Researchers are starting to closely examine the link between erectile dysfunction in younger men and symptoms of depression. In a 2010 internet-based survey of more than 800 North American medical students with a mean age of 25.7 years, 13 percent of participants reported they had ED. The study found a significant association between men who experienced ED and those that reported depression.
Alongside depression, even mild cases of pornography addiction can lead to performance anxieties and concerns about partner expectations, which may manifest as erectile dysfunction.
Giddy Psychologist Dr. Susan Ansorge shares some guidance about depression in the ED Guide video series. Click here to watch the video.
Treatment & what not to do
Regardless of the reasons why young men may avoid treatment for erectile dysfunction, the fact remains that sexual wellness is vital to quality of life, and being sexually active keeps your brain happy and your body healthy.
Most people associate ED with treatment options such as sildenafil, and other PDE5 inhibitors such as tadalafil and vardenafil.
However, these types of prescriptions may not be the best choice for cases where the cause includes psychological issues. In any diagnosis, it’s always best to treat the underlying condition first. In other words, if a doctor thinks a patient’s ED is being caused by a mental health issue, such as depression or anxiety, it’s best to get to the bottom of the cause for a more effective and long-lasting solution rather than relying on a little blue pill.

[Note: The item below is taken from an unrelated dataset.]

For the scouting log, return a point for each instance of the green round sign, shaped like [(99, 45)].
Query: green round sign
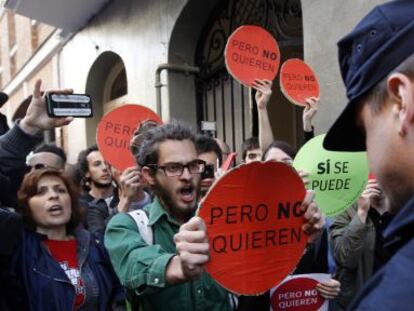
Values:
[(338, 178)]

Though SSRIs (selective serotonin reuptake inhibitors) or antidepressants are often prescribed for such mental health problems, these medications can also further complicate ED and may make it even more difficult for a man to get and keep an erection.
Additionally, professionals generally warn men against heavy alcohol and recreational drug use, especially when they are suffering from erectile dysfunction.
The best course of action is to discuss all options, including non-pharmaceutical ones, with your healthcare provider to determine the ideal ED treatment for your circumstances. Some wearable medical devices like Eddie by Giddy® are worn around the base of the penis to constrict the veins, helping with blood flow, to maintain a healthier erection. Using a wearable treatment can help avoid the side effects and additional strain on your body associated with ED drugs.
Don’t hold back: The more open you are with your doctor—and your partner, too—the more accurate the diagnosis and the better the treatment plan.